The format of the paper should be:

  - Summary: A one paragraph description of the question, methods, and results (about 350 words).
  - Data: One to two pages discussing the data and key variables, and any challenges in reading, cleaning, and preparing them for analysis.
  - Results: Two to five pages providing visualizations, statistics, a discussion of your methodology, and a presentation of your main findings. 
  - Conclusion: One to two pages summarizing the project, defending it from criticism, and suggesting additional work that was outside the scope of the project.
  - Appendix: If you have a significant number of additional plots or table that you feel are essential to the project, you can put any amount of extra content at the end and reference it from the body of the paper. 

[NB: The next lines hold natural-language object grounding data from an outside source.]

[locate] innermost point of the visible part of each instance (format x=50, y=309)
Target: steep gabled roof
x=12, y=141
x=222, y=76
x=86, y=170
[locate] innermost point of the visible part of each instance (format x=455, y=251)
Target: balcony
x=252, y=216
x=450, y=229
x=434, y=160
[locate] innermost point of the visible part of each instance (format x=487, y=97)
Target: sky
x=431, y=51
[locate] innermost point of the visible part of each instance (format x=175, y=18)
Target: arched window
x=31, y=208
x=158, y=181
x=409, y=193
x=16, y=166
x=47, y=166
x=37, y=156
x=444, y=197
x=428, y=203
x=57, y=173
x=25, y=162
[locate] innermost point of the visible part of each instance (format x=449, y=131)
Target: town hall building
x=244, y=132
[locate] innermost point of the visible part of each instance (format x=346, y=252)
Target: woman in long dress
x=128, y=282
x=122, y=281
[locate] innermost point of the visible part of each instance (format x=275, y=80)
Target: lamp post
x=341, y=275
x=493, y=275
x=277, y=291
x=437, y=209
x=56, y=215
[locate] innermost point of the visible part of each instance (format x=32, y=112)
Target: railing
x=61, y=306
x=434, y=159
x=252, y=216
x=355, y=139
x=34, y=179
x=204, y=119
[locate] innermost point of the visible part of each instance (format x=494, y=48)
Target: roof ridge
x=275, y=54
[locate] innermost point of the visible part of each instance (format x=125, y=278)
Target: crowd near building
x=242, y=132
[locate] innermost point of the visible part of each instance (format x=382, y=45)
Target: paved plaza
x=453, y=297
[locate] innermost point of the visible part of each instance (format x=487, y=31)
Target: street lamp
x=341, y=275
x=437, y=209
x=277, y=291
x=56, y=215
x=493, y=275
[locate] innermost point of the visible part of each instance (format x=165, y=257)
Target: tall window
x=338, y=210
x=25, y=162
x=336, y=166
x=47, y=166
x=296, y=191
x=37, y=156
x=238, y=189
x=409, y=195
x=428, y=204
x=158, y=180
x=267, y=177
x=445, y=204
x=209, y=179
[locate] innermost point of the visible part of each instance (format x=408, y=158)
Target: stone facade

## Group Work and Submission

Each group will submit their work in a GitHub repo. The repo can be managed by a group member or arranged by github.com/DS3001.

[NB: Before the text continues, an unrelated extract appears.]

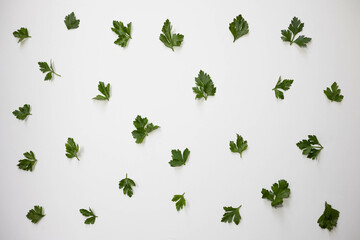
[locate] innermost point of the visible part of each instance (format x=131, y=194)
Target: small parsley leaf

Half of each student's grade is based on their commits to the repo. Each student is expected to do something
specific that contributes to the overall project outcome. Since commits are recorded explicitly by Git/GitHub,
this is observable. A student can contribute by cleaning data, creating visualizations, or writing about results,
but everyone has to do something substantial. A student's work doesn't need to make it into the final report
to be valuable and substantial, and fulfill the requirement to make a contribution to the project.

The other half of each student's grade is based on the report. Groups will work together on combining
results and writing up findings in a Jupyter notebook, using code chunks to execute Python commands and
markdown chunks to structure the paper and provide exposition. The notebook should run on Colab or
Rivana from beginning to end without any errors.

## Report

The project is graded based on four criteria:

- Project Concept: What is the strategy for building and testing the group's models? How did the group decide how to use the tools presented so far in class? How did the group compare the performance of the options considered, and settle on a final choice for submission?
- Wrangling, EDA, and Visualization: How are are missing values handled? For variables with large numbers of missing values, to what extent do the data and documentation provide an explanation for the missing data? If multiple data sources are used, how are the data merged? For the main variables in the analysis, are the relevant data summarized and visualized through a histogram or kernel density plot where appropriate? Are basic quantitative features of the data addressed and explained? How are outliers characterized and addressed?
- Analysis: What are the groups' main findings? Do the tables, plots, and statistics support the conclusions? Is the research strategy carried out correctly? If the research strategy succeeds, are the results interpreted correctly and appropriately? If the research strategy fails, is a useful discussion of the flaws of the data collection process or the research strategy discussed?
- Replication/Documentation: Is the code appropriately commented? Can the main results be replicated from the code and original data files? Are significant choices noted and explained?

Each of the four criteria are equally weighted.